I was, too, thinking of trying Repair to maybe put me on the same page you're all on. I just hate to do it but I guess I will. I hope the current config will work, and the wonderful fix for the booting slowness you gave me. I'll probably have to redo that one.

I don't use SSM, I gave up on that long ago as it just added another level of complexity, which could make things even more difficult for the emergency update process to get through. Though I have WinPatrol Plus which adds another level, but for the last few emupdates WinPatrol has remained silent, so only my firewall sticking its nose in.
I'm not skilled enough to use SSM. Tried several times over the years. I mostly put it in recently to see what's with this emergency job, suspecting many failed.
On the other hand, when the firewall is now just a plain packet filter, no hips, no behavior, no nothing, I might keep learning and using SSM since it's a powerhouse ... anticipating how the sky will  fall on XP :)

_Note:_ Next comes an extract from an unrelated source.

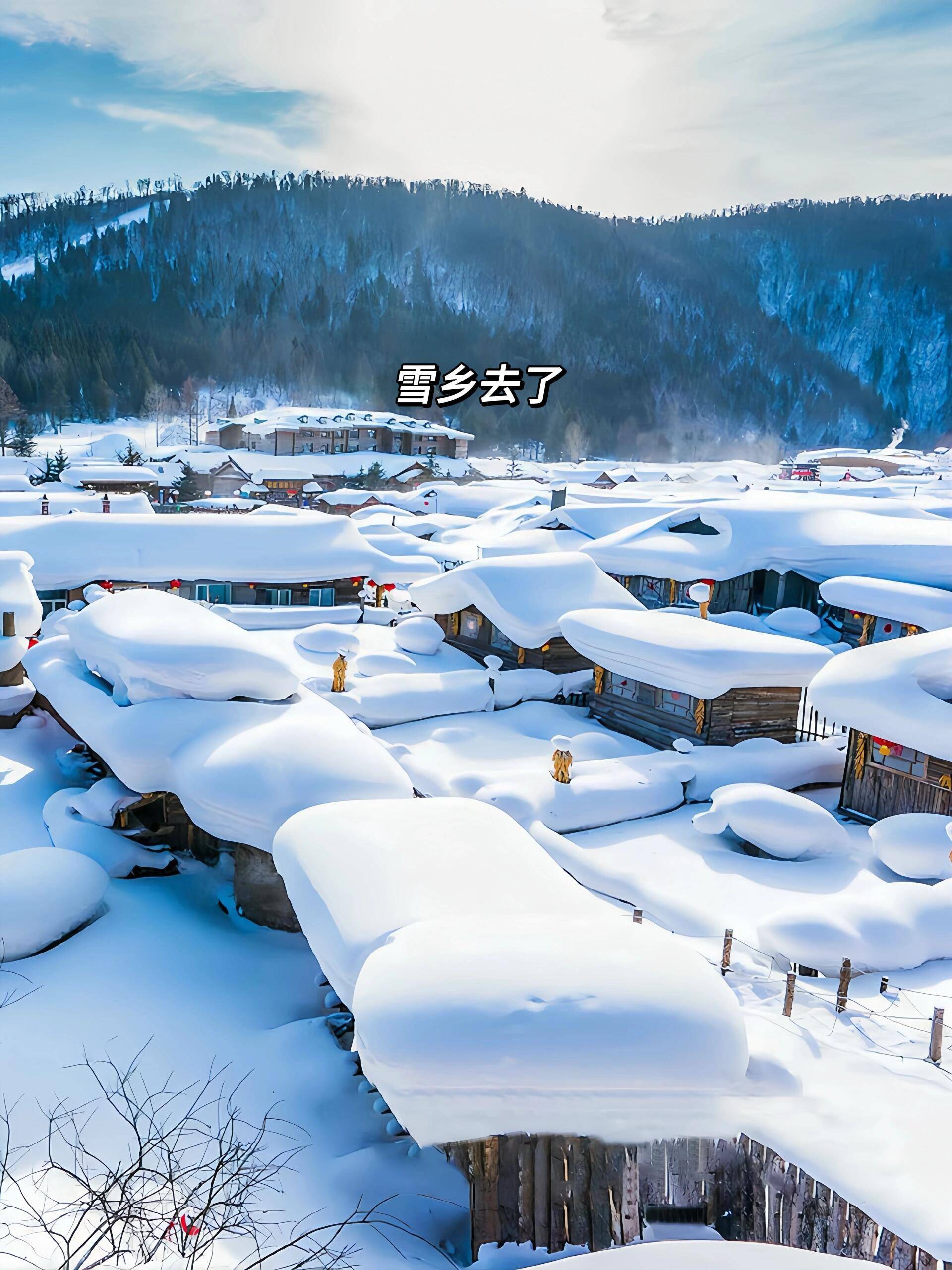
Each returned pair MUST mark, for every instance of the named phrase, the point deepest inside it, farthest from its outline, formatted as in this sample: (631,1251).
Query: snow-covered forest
(791,324)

Title: Re: What if emergency update doesn't run?
Post by: DavidR on April 16, 2014, 12:42:48 AM
Yes, I see all of the instup.exe activity. These logs get massive and there isn't much in the way of housekeeping, so periodically I will clear them.

Whilst the Repair says it sets things back to default installations, I find that it doesn't, especially for avast.ini changes that you have made.

I'm less concerned about XP end of support than all of the cr4p about doom and gloom come 8th April 2014. My computer hasn't blown up nor become infected. Whether you get infected or not also depends on the user, practising safe hex, and having good security based software, using proactive measures. I still use DropMyRights for all internet facing software, browsers, email clients, etc. etc. to try to limit and potential damage should I ever get infected (not for ten years on avast).

Strangely/interestingly enough my last infection was shortly after installing XP and going on-line to get the updates, I was using A V G then and not long after that I changed to avast.

If all else fails ensure that you have a robust backup and recovery strategy. I predominantly use drive imaging software (weekly partition backups) and I have used many, many times over the years, not once for a malware infection. If I experience a problem that is likely to take more than 30 minutes to resolve I just restore my last weekly image.

When you consider the number of XP users that are still on SP2 (some possibly on SP1), they haven't had security updates for some considerable time.